In 2013 we moved to Reno and I became sort of a local celebrity. I had traveled to Greece and Rome with FutureChurch and was frequently called upon to speak to women’s groups about my pilgrimages. Our bishop was openly in favor of women’s ordination to the diaconate, Pope Francis seemed to be the Pope we had prayed for; I thought I had found my spiritual home. But here I find myself again, wondering what God is calling me to in a church that seems intent on continued subjugation of women and turning a deaf ear to the working of the Holy Spirit. I’ve found myself experiencing a dark night of the soul, I stopped going to Mass (long before COVID), I stopped reading Scripture, I stopped reading the books I loved about women in Scripture, I have become angry, disappointed and feeling very alone. The only thing I kept reading were my emails from FutureChurch, which has become my anchor to a faith life which seems to be drowning. So here I am, seeking to discern what this God who won’t abandon me, wants from me. Here I am, Lord!

7 thoughts on “Barbara’s Spiritual Bio

  1. Hi Barbara, thank you for your post. I was struck by the transformation you experienced with the Women in Scripture class that started with the “pagan” ritual. I think it is courageous to name those sort of transformations. It reminds me of my own transformations and moments when I have been surprised to see my judgement turn into appreciation. In that class, was it a particular reading or moment that changed things for you?

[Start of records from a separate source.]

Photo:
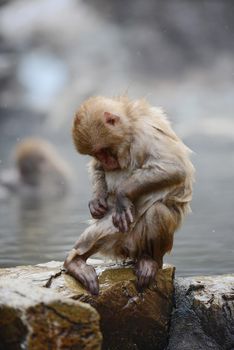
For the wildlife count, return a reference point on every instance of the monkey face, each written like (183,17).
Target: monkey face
(99,130)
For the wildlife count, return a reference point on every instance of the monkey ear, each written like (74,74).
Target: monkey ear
(111,119)
(77,119)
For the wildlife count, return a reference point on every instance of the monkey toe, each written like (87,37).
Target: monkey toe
(83,273)
(146,270)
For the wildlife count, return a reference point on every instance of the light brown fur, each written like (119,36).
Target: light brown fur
(39,171)
(147,196)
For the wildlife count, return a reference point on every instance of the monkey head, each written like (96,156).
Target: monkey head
(102,130)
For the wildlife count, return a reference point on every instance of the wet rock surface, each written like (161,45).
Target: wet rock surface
(33,317)
(204,314)
(41,307)
(40,297)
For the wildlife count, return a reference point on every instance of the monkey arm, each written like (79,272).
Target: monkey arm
(150,178)
(98,204)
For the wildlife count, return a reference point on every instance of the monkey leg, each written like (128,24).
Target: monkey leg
(151,238)
(100,234)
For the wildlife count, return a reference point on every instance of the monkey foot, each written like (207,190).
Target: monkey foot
(84,273)
(146,270)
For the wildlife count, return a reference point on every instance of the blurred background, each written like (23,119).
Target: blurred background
(178,54)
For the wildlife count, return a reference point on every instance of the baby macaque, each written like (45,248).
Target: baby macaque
(142,184)
(39,170)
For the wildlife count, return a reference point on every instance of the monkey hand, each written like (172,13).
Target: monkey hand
(98,207)
(123,214)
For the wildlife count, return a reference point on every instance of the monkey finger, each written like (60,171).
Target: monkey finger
(129,216)
(124,223)
(115,219)
(93,287)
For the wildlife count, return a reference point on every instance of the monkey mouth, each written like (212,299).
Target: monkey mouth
(108,160)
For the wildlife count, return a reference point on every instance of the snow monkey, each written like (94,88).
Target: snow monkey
(39,170)
(142,185)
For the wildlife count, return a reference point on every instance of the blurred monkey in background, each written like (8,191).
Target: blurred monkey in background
(39,170)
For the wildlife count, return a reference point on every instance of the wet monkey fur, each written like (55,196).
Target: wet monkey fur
(142,185)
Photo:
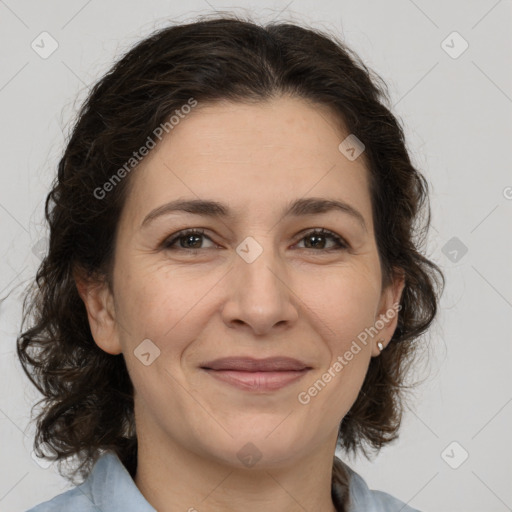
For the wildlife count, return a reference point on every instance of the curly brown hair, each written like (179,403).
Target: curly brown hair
(88,394)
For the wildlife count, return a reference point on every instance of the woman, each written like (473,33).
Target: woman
(233,286)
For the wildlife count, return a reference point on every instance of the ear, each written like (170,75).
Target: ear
(388,311)
(99,303)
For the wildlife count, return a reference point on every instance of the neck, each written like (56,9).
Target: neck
(173,478)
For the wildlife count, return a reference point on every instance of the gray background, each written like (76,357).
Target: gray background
(457,117)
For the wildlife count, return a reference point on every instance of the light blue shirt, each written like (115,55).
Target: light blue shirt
(110,488)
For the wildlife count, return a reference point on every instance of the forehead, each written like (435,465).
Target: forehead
(253,157)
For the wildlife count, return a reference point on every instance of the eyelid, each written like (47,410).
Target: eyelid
(340,241)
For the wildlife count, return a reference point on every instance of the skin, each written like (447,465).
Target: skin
(296,299)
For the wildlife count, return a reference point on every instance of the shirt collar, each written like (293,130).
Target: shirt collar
(111,488)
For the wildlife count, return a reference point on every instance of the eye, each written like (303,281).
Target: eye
(189,236)
(317,238)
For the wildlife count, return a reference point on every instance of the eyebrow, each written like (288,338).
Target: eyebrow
(299,207)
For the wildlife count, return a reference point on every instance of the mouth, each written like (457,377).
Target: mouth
(250,374)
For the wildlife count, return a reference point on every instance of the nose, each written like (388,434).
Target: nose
(260,295)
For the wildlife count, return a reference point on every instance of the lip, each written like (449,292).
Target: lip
(258,381)
(251,374)
(252,364)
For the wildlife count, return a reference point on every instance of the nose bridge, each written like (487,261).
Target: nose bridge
(259,295)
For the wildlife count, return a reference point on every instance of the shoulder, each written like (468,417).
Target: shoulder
(108,488)
(74,499)
(363,498)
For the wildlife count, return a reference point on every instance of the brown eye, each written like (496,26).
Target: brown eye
(189,240)
(317,240)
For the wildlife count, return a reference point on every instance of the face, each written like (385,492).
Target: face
(258,281)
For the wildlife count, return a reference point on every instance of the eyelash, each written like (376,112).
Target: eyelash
(169,242)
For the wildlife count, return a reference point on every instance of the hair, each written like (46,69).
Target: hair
(88,394)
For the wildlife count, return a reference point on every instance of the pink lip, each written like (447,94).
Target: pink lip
(258,381)
(251,374)
(251,364)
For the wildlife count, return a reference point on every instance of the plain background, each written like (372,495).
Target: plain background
(457,118)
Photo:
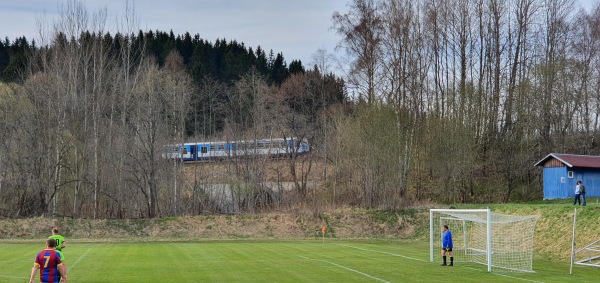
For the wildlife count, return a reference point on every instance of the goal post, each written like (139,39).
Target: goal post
(588,255)
(498,241)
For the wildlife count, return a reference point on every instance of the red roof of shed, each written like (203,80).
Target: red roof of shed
(573,160)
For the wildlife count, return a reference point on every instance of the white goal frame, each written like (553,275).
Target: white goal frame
(499,241)
(588,255)
(488,230)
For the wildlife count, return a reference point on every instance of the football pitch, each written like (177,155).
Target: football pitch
(268,261)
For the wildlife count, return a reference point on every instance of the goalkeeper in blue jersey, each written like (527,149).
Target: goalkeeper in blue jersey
(447,246)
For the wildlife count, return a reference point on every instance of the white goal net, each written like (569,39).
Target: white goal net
(501,242)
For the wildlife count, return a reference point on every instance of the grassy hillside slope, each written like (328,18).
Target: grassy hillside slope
(552,237)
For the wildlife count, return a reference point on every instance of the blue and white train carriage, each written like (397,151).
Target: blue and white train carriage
(222,150)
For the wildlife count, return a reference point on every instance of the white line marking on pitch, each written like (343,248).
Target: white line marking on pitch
(417,259)
(362,249)
(347,268)
(523,279)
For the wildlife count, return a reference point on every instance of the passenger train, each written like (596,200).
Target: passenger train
(202,151)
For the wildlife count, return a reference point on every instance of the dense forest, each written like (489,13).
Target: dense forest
(432,101)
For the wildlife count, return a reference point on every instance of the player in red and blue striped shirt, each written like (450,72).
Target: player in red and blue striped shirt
(52,270)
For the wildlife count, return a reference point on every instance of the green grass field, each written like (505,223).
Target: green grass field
(269,261)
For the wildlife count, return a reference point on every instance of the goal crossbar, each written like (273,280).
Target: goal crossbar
(503,242)
(453,211)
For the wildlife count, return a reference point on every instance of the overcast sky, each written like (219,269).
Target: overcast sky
(296,28)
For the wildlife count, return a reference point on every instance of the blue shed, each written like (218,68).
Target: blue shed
(561,171)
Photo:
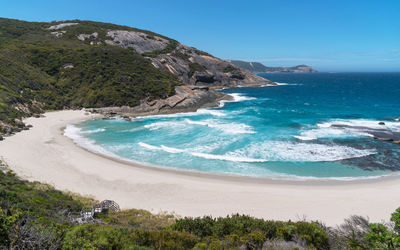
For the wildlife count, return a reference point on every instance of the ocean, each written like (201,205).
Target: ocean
(310,126)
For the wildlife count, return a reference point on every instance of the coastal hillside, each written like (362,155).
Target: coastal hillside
(76,64)
(257,67)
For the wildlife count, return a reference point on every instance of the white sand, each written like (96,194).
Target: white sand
(44,154)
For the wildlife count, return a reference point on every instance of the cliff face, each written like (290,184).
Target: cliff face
(83,64)
(191,66)
(257,67)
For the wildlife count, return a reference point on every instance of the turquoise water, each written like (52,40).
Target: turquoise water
(310,126)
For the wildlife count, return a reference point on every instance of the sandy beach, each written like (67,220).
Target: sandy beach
(44,154)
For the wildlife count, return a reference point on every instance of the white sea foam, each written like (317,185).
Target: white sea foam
(145,145)
(164,124)
(227,157)
(237,97)
(210,112)
(300,152)
(171,150)
(92,131)
(75,134)
(230,128)
(346,128)
(372,124)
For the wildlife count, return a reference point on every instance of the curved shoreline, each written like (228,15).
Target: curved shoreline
(243,178)
(44,154)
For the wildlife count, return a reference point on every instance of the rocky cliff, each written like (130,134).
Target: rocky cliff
(257,67)
(83,64)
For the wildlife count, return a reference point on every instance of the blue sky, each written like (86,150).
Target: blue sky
(337,35)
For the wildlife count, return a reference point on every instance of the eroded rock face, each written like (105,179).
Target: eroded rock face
(83,37)
(61,25)
(187,98)
(139,41)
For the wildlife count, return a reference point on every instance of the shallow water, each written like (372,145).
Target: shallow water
(310,126)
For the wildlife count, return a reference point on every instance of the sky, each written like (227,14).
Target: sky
(330,35)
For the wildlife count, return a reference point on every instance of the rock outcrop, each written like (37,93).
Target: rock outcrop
(187,98)
(257,67)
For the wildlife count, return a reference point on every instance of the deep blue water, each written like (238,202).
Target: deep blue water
(310,126)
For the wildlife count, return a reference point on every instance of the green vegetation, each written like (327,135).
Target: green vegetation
(168,49)
(39,71)
(229,69)
(195,67)
(34,216)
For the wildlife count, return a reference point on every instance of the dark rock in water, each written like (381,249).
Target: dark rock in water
(19,123)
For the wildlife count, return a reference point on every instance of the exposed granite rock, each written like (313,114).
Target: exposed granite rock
(187,98)
(257,67)
(61,25)
(58,33)
(83,37)
(139,41)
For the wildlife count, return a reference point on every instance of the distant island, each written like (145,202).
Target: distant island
(256,67)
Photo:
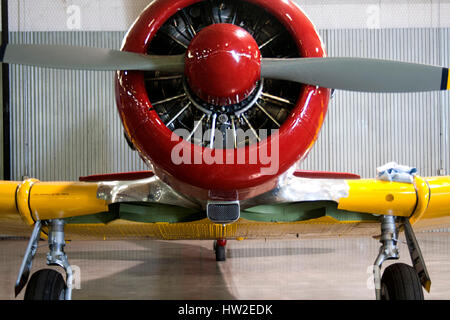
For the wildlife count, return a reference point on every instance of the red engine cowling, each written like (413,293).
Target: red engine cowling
(167,27)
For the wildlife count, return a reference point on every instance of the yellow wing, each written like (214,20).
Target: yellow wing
(426,203)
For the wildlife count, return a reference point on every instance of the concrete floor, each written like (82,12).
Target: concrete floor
(273,269)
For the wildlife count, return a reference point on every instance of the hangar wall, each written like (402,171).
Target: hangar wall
(65,124)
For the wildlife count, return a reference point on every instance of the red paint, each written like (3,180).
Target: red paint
(325,175)
(229,55)
(153,138)
(125,176)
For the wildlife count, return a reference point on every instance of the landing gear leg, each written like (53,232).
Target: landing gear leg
(399,281)
(46,284)
(220,249)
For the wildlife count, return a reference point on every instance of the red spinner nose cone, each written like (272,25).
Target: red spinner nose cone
(223,64)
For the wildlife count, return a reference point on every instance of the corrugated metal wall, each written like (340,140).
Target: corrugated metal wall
(364,131)
(65,124)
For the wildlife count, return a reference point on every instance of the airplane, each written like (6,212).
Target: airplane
(222,100)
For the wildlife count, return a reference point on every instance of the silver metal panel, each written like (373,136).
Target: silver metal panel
(364,131)
(65,124)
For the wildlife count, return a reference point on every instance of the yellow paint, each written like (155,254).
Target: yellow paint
(423,199)
(58,200)
(379,197)
(206,230)
(8,191)
(439,205)
(22,200)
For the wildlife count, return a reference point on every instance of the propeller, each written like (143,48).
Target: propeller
(353,74)
(86,58)
(358,74)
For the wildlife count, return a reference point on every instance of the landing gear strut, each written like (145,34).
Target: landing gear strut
(399,281)
(46,284)
(220,249)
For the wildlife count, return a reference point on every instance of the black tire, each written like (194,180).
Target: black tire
(220,253)
(45,284)
(401,282)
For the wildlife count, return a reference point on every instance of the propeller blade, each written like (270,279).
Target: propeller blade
(356,74)
(86,58)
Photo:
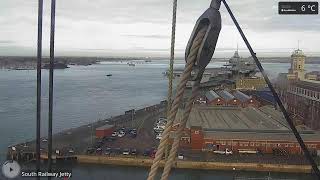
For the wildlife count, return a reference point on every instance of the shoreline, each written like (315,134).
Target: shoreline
(201,165)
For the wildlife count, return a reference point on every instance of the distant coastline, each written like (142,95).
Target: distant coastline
(28,63)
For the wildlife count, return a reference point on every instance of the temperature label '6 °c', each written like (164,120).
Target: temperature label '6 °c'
(301,7)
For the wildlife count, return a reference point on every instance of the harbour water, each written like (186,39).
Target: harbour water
(83,94)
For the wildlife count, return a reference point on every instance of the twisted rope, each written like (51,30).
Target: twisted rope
(175,145)
(173,37)
(175,105)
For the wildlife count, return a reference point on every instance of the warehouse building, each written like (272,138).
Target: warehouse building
(225,98)
(249,129)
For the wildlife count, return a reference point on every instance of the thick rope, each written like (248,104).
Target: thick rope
(173,38)
(175,105)
(175,145)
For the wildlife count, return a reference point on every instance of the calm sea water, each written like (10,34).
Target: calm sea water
(83,94)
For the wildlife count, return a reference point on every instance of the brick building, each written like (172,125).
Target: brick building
(262,129)
(303,101)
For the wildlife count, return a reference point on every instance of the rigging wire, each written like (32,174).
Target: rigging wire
(191,59)
(275,95)
(170,74)
(39,59)
(52,34)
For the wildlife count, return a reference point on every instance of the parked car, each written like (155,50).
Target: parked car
(90,150)
(133,151)
(117,150)
(147,152)
(121,134)
(71,151)
(180,156)
(126,152)
(115,133)
(109,139)
(98,151)
(158,129)
(108,151)
(133,135)
(153,153)
(159,136)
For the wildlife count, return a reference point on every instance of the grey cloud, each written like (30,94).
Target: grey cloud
(154,36)
(6,42)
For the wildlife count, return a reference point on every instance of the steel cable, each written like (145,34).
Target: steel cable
(191,59)
(275,95)
(183,122)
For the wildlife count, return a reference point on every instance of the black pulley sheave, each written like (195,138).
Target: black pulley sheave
(212,19)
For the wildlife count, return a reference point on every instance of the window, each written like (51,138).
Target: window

    1. There was no “ah ha” moment that changed things for me. I even thought about dropping her class but the Spirit prevailed! My awakening was slow, but once my eyes were opened, there was no turning back! I eventually apologized to the professor for my indignation and closed mindedness. As Cecelia said in her WOC keynote address, “La realidad cannot be contained by what we want to see.”

  2. Hi Barb, I was so pleasantly surprised to see that you joined this group after all! Thank you for your sharing as I was able to get more insight into your journey. Thank you for your comments in my own bio. It has been a long time that we’ve known each other, but more keeps getting revealed. Here’s to whatever ways Sophia shows us along the next path of our journey! Blessings to you!

  3. Hi Barb,
    “So here I am, seeking to discern what this God who won’t abandon me, wants from me. Here I am, Lord!”
    Amen. These are such wise words for me right now. Thank you.

  4. Hi Barbara – what a road you have travelled. I am in awe of your continual searching. I am grateful to be on this part of the journey with you. Diane

  5. Barbara, thank you for sharing your story. I think it is great that you are choosing to be a part of this group while undergoing a “dark night of the soul.” We have all been there, probably more than once. That is definitely a good time to seek community. ! All best, Jeannine

  6. Hi Barb, I enjoyed reading your introduction and appreciate your journey in which you have been open to being surprised and delighted by the opportunities the Holy Spirit has placed on your path.